Die Mechanik des Spiels schwankt dabei zwischen ungewöhnlich, abwechslungsreich und völlig bescheuert. Ungewöhnlich deshalb, weil man nicht einfach von einem Ort zum anderen wandert und dazwischen jeweils einen Dungeon durchquert; Städte und Dungeons finden sich eher unregelmäßig und in sehr variabler Größe, so dass man nie weiß, welche Herausforderungen man eigentlich gerade zu bewältigen hat (deshalb immer großzügig bevorraten!). Abwechslungsreich deshalb, weil es keine kohärente Spiellogik gibt; die Story ist eher als Spielfilm aufgezogen und so muss man sich an jedes Rätsel mit neuen Überlegungen herantasten; einige (Side-)Quests sind meiner Meinung nach ohne Komplettlösung sogar unlösbar.3
Und bescheuert deshalb, weil der eigentlich typische Rollenspielkram – kämpfen und sammeln – völlig unausgegoren ist. Man kämpft auf einem mäßig interessanten Schachfeld gegen Gegner, die beispielsweise Tier 1, Tier 2 oder Tier 3 heißen,4 die entweder sehr leicht zu besiegen sind oder einen ständig per KO-Schlag plattmachen. Einige Zauber sind so stark, dass man sich wie der letzte Cheater fühlt, einige Charaktere sind im Kampfe so nutzlos, dass man sie ständig flüchten lässt! (Echt, Rainer, wozu warst Du nochmal da?) Und die 3D-Ansicht der Dungeons ist zwar eine ganz nette Abwechslung, sieht aber schon ziemlich scheiße aus. Und es kann einem bei längerem Spielen übel werden.
Und das macht trotzdem Spaß?
Dennoch frohlockt man, wenn man einmal so eine richtig geile Waffe gefunden hat. Lugh’s Dolch und Danu’s Licht sind schon ziemlich klasse. Oder wenn man Schränke durchwühlt. Bei Albion kann nämlich überall etwas Interessantes sein! Es ist kein Loot-Game wie Diablo, aber dennoch wird man für fleißiges Suchen belohnt. So manche unscheinbare Höhle erweist sich als wahre Schatzgrube.

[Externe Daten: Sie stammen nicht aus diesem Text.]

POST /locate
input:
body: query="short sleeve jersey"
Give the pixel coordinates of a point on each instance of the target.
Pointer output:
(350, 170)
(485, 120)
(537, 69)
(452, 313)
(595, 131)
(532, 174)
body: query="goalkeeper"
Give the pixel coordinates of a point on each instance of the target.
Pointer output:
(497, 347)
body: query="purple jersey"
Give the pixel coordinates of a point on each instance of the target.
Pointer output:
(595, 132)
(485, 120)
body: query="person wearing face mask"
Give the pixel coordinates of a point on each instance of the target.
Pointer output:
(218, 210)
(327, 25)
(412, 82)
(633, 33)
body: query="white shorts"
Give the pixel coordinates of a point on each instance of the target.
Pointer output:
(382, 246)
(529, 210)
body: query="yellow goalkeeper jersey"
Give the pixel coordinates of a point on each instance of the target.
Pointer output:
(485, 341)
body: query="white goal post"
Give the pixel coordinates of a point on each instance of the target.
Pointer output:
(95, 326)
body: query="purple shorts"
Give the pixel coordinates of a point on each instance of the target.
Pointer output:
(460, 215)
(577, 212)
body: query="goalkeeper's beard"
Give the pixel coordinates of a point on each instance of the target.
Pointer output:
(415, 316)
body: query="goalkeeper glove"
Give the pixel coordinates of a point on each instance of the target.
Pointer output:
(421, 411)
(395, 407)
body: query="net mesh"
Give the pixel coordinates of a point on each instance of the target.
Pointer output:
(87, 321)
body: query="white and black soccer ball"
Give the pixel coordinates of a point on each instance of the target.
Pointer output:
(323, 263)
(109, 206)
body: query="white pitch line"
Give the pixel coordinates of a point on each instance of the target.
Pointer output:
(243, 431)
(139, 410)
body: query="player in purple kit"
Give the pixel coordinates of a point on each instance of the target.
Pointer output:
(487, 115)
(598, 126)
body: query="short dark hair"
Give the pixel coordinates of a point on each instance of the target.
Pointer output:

Und vor allem frohlockt man, wenn man weiterkommt: Denn dann entstehen neue Wendungen, neue Wege und vor allem neue Dialoge. Albion enthält allen in allem etwa 850.000 Wörter (glaube ich, mal irgendwo gelesen zu haben) und keines davon ist einfach so dahingerotzt. Nicht jedes Wort ist zielführend, aber jedes Wort ist interessant.
Eines noch: Die Grafik mag alt sein, das heißt aber nicht, dass die Welt Albions nicht dennoch schön gestaltet ist, vor allem die Farbgebung macht einiges her. Wer über technische Unzulänglichkeiten hinwegsehen kann, dem verspreche ich, dass er Albion in sein Herz schließen wird.
[Albion kann frei heruntergeladen werden: https://www.abandonwaredos.com/abandonware-game.php?abandonware=Albion&gid=1611 ]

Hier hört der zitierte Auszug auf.